Because the moment you try to automate it, everything breaks unless you can rebalance intelligently.
That was my first job at @buttonxyz — build the engine for a fully on-chain basis strategy. Not in theory. Not in a notebook. But as code that could run, optimize, and survive on a real exchange: Hyperliquid.
There wasn’t a strategy waiting to be tweaked. There was nothing. We had to build the whole pipeline: from execution layer to position logic to the dynamic rebalancing core — the part that decides when and how to adjust the hedge as market conditions shift.
That’s where it got hard.
A rebalancing problem disguised as a trading problem
@buttonxyz's idea was simple: let users deposit BTC, and use that BTC as margin to earn stable, uncorrelated yield via delta-neutral funding trades. But to do that, the system has to stay hedged.
And staying hedged in crypto isn’t easy.
The perp and spot legs constantly move out of alignment. Volatility increases variance in the hedge ratio. Fees, slippage, and adverse selection make every rebalance costly. So... when exactly should the strategy adjust?
Rebalancing every time the hedge ratio drifts would be death by a thousand fees.
So we had to build a smarter logic — a bandwidth around 1.0 (the ideal hedge ratio) that only triggers a rebalance when the drift is dangerous relative to expected cost. That’s where the Optimal Rebalance model came in.
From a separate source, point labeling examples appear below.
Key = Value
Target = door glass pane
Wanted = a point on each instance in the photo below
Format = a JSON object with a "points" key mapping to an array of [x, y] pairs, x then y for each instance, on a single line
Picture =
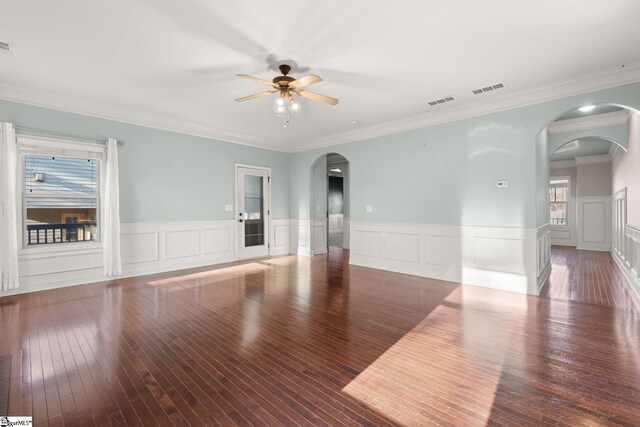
{"points": [[253, 207]]}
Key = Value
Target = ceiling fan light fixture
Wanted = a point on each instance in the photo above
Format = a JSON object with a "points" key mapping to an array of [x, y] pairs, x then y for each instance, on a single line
{"points": [[285, 105]]}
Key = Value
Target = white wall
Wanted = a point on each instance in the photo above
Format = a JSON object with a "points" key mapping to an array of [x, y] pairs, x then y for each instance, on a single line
{"points": [[594, 180], [626, 171]]}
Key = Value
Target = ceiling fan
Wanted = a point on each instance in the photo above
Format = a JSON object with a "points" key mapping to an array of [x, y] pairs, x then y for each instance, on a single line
{"points": [[285, 105]]}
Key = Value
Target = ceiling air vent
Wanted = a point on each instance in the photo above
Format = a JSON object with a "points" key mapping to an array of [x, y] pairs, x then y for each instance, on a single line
{"points": [[5, 47], [441, 101], [488, 88]]}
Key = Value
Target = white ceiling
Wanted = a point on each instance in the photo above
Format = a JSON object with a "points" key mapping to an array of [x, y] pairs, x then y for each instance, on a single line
{"points": [[173, 63]]}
We turned to this logic: Rebalance when hazard > cost
- The hazard: liquidation risk, funding loss, hedge drift
- The cost: execution slippage, taker fees, opportunity cost
The strategy uses a volatility-sensitive formula to define a “safe zone” or no-trade band. When the hedge ratio stays within the band — do nothing. But when it drifts too far (due to volatility, margin change, or position decay), it triggers a rebalance.
But in practice, computing those terms involved layers of modeling:
- Drift penalty from EWMA of historical volatility
- Liquidation risk based on leverage + margin buffers
- Cost estimates from slippage curves and fee ladders
And all of that needed to be optimized — enter Optuna.
We built a full optimization pipeline
I used Optuna to run hyperparameter sweeps over key risk and execution parameters:
- lambda: risk aversion coefficient
- alpha: volatility decay speed
- eta: slippage penalty
- taker_weight: execution profile (favoring maker orders)
Each parameter shifted how aggressive or conservative the rebalance logic behaved. Too aggressive? Costs exploded. Too slow? Hedge drifted dangerously. The goal was to find the sweet spot — enough protection without overtrading.We simulated strategies under hundreds of market conditions — bull chop, bear bleed, sideways volatility. The model had to adapt without overfitting.
The result wasn’t perfect — but it was real
We ended up with a live simulation engine that could:
- Accept BTC capital
- Short perp with precise sizing
- Estimate hazard in real-time
- Rebalance only when it made sense
- Track every decision transparently, ready for on-chain auditability
It wasn’t just backtestable — it was composable. A real, modular piece of DeFi infrastructure that could scale.
I’d spent years building models that no one outside our firm ever saw.
Now I was writing one where every rebalance would be visible — in smart contracts, with collateral at stake.